Before configuring the connector, you need:

  • A running Splunk instance (on-prem or Splunk Cloud) accessible from the Arbitex platform hosts
  • An HEC token with permission to write to your target index
  • An index created and associated with the HEC token (the connector defaults to arbitex)
  • Network path open from Arbitex platform pods to {splunk-host}:8088 (or your custom HEC port), TCP
  1. In Splunk, go to Settings → Data Inputs → HTTP Event Collector.
  2. Click New Token.
  3. Set the Source type to arbitex:ocsf (create it if it does not exist).
  4. Set the Default Index to your target index (e.g. arbitex).
  5. Complete the wizard and copy the token value — it is shown only once.

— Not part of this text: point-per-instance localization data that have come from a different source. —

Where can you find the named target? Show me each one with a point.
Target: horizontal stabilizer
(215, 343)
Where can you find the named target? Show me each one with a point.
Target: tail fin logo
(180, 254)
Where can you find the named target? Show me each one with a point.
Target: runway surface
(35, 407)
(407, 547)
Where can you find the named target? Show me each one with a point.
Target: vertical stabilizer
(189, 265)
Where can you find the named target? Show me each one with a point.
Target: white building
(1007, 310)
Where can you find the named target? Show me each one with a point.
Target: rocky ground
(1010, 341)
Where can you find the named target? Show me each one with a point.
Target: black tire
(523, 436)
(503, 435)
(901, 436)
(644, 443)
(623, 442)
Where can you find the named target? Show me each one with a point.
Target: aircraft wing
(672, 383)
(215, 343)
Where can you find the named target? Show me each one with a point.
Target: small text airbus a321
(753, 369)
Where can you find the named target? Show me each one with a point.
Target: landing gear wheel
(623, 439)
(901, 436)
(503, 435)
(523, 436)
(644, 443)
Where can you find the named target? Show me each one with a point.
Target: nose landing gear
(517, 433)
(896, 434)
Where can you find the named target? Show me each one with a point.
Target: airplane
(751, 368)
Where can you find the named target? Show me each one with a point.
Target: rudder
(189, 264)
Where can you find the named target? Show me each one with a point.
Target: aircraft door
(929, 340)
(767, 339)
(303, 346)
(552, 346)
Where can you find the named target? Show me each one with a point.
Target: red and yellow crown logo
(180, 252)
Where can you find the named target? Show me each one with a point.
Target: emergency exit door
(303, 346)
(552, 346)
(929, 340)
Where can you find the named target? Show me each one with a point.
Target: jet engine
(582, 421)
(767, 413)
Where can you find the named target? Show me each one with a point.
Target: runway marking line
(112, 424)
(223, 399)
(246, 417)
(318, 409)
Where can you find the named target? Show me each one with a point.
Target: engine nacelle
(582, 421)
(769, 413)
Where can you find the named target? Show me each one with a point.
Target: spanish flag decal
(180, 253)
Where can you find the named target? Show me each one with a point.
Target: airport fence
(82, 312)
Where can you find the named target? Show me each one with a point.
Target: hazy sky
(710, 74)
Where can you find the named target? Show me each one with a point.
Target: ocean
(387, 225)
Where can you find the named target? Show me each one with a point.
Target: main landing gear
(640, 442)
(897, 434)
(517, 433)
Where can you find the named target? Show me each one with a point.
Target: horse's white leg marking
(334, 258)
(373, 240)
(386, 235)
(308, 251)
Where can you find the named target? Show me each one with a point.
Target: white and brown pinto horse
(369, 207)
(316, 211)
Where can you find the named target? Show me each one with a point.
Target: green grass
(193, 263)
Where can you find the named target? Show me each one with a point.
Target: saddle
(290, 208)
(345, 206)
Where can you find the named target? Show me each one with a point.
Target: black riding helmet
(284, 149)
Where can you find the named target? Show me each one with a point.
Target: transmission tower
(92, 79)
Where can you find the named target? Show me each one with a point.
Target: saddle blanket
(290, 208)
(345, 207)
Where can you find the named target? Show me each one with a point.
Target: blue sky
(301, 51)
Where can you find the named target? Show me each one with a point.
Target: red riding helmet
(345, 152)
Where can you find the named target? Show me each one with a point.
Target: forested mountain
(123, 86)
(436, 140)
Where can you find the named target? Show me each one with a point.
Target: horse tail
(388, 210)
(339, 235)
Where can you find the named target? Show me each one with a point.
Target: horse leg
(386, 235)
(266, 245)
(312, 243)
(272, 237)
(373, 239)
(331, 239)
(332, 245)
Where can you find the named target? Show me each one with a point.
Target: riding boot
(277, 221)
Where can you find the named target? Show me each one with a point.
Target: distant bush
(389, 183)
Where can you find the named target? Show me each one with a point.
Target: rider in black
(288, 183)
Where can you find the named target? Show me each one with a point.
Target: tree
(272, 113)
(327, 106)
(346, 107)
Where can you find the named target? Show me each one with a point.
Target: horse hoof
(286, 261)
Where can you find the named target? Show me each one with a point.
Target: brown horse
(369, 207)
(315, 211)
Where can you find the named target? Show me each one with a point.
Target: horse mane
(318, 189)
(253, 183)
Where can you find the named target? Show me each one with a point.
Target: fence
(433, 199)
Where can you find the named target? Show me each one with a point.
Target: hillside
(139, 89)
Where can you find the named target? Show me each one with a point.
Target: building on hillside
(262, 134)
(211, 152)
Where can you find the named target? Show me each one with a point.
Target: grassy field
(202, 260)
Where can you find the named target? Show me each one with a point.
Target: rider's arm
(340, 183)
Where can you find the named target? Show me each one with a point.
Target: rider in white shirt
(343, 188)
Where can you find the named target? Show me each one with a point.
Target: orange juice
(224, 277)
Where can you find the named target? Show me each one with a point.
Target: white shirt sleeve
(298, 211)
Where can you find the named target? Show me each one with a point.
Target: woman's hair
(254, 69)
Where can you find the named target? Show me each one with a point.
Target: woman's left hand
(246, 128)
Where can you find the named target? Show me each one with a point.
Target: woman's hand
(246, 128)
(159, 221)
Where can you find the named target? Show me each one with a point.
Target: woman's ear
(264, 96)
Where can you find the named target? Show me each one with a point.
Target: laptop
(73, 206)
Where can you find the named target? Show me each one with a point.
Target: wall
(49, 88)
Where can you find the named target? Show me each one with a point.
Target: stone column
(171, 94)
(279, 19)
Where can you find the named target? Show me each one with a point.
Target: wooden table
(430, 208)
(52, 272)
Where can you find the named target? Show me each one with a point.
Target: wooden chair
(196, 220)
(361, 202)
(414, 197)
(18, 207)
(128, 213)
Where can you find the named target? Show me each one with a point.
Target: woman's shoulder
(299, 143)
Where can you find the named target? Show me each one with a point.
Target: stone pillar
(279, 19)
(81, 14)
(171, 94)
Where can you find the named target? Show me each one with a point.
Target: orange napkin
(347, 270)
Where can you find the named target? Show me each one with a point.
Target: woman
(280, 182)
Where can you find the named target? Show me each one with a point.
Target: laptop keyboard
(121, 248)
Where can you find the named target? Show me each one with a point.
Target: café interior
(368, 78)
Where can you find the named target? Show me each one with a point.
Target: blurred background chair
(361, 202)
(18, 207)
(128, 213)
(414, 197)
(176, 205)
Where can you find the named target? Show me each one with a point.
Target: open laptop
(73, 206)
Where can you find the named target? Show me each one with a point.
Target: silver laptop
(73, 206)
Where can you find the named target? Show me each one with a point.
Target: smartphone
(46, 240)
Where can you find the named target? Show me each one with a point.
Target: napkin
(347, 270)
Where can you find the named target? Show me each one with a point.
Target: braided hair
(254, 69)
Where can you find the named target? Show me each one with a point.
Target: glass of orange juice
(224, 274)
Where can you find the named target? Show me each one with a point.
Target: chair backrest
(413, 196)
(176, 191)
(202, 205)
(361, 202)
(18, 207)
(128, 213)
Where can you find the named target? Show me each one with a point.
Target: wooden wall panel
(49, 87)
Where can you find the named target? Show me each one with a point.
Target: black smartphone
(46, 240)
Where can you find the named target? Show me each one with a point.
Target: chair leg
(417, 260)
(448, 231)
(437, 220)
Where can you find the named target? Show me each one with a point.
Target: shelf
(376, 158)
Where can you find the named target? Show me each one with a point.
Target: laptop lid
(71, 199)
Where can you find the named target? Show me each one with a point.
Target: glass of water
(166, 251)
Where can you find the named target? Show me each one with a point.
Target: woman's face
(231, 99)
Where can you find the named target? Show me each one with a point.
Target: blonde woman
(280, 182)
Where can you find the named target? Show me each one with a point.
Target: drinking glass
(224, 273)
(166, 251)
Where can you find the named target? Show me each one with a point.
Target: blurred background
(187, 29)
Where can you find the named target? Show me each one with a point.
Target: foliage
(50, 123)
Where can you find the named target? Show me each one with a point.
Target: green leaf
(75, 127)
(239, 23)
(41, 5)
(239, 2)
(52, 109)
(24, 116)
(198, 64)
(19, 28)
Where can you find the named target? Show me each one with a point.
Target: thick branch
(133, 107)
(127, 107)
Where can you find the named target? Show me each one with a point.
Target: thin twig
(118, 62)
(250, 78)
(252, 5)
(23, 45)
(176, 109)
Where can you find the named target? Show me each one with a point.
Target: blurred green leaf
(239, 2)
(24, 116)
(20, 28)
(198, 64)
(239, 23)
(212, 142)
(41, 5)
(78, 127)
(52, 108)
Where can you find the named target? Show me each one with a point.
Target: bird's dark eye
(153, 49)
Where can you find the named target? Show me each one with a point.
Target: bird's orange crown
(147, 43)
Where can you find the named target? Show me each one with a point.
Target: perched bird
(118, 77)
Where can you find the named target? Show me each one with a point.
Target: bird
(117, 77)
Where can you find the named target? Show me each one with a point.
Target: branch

Configure the connector using environment variables on the Arbitex platform deployment.

VariableRequiredDefaultDescription
SPLUNK_HEC_URLYesFull HEC endpoint URL, e.g. https://splunk.corp.example.com:8088/services/collector
SPLUNK_HEC_TOKENYesHEC authentication token
SPLUNK_HEC_INDEXNoarbitexTarget Splunk index
SPLUNK_HEC_SOURCENoarbitex:auditEvent source identifier
SPLUNK_HEC_BATCH_SIZENo100Maximum events per batch send
SPLUNK_HEC_FLUSH_INTERVALNo5Maximum seconds between batch flushes
SPLUNK_HEC_MAX_RETRIESNo3Maximum retry attempts on transient failures
SPLUNK_HEC_DEAD_LETTER_PATHNo/var/log/arbitex/splunk_dead_letter.jsonlPath for the dead letter queue file
Terminal window
SPLUNK_HEC_URL=https://splunk.corp.example.com:8088/services/collector
SPLUNK_HEC_TOKEN=xxxxxxxx-xxxx-xxxx-xxxx-xxxxxxxxxxxx
SPLUNK_HEC_INDEX=arbitex
SPLUNK_HEC_SOURCE=arbitex:audit

For Splunk Cloud, the HEC endpoint URL follows this pattern:

https://http-inputs-<stack>.splunkcloud.com:443/services/collector

Each event is delivered inside a Splunk HEC envelope with index, source, and sourcetype metadata. The event field contains the raw OCSF v1.1 JSON object.

{
"time": 1741737600.000,
"index": "arbitex",
"source": "arbitex:audit",
"sourcetype": "arbitex:ocsf",
"event": {
"class_uid": 6003,
"class_name": "API Activity",
"category_uid": 6,
"category_name": "Application Activity",
"activity_id": 1,
"activity_name": "Create",
"severity_id": 1,
"severity": "Informational",
"status_id": 1,
"status": "Success",
"time": 1741737600000,
"message": "API request processed",
"actor": {
"user": {
"uid": "user_01jq...",
"email_addr": "alice@example.com",
"name": "Alice Smith"
},
"org": {
"uid": "org_01jq...",
"name": "Acme Corp"
}
},
"src_endpoint": {
"ip": "203.0.113.45",
"location": {
"country": "US",
"city": "New York",
"lat": 40.7128,
"long": -74.0060
}
},
"http_request": {
"http_method": "POST",
"url": {
"path": "/v1/chat/completions"
}
},
"metadata": {
"version": "1.1.0",
"product": {
"name": "Arbitex",
"vendor_name": "Arbitex"
}
}
}
}

The time field in the envelope is derived from the OCSF time field (epoch milliseconds) converted to epoch seconds as required by the HEC API.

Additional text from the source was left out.